The "General Ledger Entry" table in most accounting systems ends up being millions to billions of rows. Except for rare circumstances, prior periods are read-only due to business rules.

Metadata operations on partitions can be very fast. One simple example is date based housekeeping. Deleting a month of data will be quite intensive on most databases, whereby dropping a partition from the table is effectively instant.

Partion switching is also fast. Say you have a summary table that is rolled up by month, but you want to recalculate the summaries every so often. You can build a month into a new table and then switch the new table for a partition in the summary table.

When the circumstances allow it ('cause there are some limitations on where it can be used), this pattern is HUGE. We've got a few places in our system that do this, and the optimization achieved an improvement of a couple orders of magnitude.
First, if your query used the partition key in its where clause, the database knows(can calculate) which partitions can have a result and which can not. This means smaller indexes/less data to scan to find the result.

In the MSSQL case - not sure about others, this is were I had to use it - you can also switch data segments between tables indexed over the same partition function and with the same DDL. So you recreate the existing table a second time, create all the required indexes on it (which is fast because the table is empty), and then you switch partitions between them basically via pointer manipulation. The empty partition is now in the normal table, the data partition in the recreated one. Then you drop table on the recreated table. This is much more IO efficient than a delete-from statement.

This switching of course allows for a lot of other fun stuff as well, where you switch out a partition with a couple million rows, then work on it in isolation, switch the partitions back and then only have to "replay" the few rows that hit that partition while they were switched. Which is easy because they are now in the shadow table which is not updated further.

It is of course data and application dependent if you can use these things without affecting your application; but if it is suitable, the gains can be immense.

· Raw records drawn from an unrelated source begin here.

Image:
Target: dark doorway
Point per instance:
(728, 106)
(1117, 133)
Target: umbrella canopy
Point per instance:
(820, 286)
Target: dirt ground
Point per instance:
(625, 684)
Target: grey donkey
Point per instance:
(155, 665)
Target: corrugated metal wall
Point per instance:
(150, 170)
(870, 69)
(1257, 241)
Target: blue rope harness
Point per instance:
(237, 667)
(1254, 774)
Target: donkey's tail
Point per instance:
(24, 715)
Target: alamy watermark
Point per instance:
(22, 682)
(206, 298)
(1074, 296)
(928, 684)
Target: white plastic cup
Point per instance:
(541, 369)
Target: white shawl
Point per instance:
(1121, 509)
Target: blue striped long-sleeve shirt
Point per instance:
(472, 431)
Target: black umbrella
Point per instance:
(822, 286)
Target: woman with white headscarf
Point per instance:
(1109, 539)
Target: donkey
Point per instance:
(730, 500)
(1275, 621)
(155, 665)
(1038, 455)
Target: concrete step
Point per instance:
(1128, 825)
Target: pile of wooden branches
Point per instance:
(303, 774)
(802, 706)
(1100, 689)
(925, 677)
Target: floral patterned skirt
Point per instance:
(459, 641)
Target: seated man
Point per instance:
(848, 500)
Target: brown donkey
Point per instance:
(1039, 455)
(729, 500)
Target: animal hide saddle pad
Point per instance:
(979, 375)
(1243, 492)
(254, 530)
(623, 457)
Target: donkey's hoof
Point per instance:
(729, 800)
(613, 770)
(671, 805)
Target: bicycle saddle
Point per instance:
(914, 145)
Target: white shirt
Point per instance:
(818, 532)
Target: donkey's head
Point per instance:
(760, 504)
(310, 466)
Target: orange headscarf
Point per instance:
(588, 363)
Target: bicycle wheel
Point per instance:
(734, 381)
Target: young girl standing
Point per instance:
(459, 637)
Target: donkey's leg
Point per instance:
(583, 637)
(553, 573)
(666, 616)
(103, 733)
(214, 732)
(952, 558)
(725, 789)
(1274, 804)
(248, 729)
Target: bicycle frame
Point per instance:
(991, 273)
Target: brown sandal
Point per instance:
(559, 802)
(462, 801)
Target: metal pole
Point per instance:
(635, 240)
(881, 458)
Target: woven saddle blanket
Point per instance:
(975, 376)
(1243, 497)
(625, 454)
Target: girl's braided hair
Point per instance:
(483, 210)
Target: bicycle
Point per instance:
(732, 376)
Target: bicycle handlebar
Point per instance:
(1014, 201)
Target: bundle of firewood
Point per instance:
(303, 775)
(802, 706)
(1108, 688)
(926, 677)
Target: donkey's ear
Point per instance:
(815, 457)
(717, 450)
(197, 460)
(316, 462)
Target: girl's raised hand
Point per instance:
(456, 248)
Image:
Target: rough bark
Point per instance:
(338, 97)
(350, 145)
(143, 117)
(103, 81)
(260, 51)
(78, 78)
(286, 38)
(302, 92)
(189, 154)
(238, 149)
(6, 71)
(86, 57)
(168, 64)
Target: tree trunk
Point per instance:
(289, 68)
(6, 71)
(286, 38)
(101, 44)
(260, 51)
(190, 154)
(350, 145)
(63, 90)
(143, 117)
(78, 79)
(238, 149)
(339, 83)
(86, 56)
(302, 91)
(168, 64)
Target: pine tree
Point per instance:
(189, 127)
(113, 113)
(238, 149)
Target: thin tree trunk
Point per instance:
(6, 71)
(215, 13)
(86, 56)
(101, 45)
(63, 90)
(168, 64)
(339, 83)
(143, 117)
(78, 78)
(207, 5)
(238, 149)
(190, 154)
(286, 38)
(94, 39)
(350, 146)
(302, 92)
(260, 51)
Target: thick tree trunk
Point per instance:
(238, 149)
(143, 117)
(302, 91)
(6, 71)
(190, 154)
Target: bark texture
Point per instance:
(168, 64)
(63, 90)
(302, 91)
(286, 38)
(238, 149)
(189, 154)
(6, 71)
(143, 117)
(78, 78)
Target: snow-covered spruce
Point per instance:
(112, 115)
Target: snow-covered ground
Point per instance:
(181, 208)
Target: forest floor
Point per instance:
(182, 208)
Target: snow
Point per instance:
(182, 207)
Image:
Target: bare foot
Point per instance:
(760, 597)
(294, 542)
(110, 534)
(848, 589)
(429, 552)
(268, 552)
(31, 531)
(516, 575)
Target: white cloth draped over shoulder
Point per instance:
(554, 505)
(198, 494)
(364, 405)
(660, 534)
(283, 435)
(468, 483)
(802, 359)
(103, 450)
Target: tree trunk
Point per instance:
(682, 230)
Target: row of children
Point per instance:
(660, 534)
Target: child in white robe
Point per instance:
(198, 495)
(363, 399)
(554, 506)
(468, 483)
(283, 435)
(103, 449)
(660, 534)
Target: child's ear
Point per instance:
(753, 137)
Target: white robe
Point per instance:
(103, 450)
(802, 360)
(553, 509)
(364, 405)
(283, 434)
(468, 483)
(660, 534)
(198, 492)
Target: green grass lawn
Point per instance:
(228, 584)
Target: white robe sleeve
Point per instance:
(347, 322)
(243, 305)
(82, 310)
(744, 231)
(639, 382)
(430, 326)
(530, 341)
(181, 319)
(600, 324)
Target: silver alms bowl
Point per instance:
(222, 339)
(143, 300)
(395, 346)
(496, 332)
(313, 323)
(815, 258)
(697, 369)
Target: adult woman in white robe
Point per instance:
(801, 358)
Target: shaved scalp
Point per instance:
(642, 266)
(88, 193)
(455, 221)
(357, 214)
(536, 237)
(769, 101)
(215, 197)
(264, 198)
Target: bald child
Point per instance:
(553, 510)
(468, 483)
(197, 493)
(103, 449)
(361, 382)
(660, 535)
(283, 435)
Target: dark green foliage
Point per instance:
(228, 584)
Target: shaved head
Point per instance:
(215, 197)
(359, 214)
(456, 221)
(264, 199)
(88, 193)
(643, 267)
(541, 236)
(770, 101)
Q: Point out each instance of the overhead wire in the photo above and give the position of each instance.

So this won't help when you have something like a deleted flag and need to join on data that could be in either partition?
Yes and no. It won't help in the sense that the query planner can not identify the affected partitions. But it can help if the database supports parallel index scans, since instead of one big index, it has to scan n smaller indexes which can be done concurrently.
I have a scenario where we want to keep 12 months of data online. When you go to delete the 13th month of data the traditional way:

- Postgres has to scan the whole table to find the old data

- Postgres marks it as free, but doesn't give it back to the OS

Handling this the naive way winds up being both slow and unproductive. With table partitioning, I just go in and DROP TABLE data_2015_11 and get on with life. It's fast and returns space to the OS.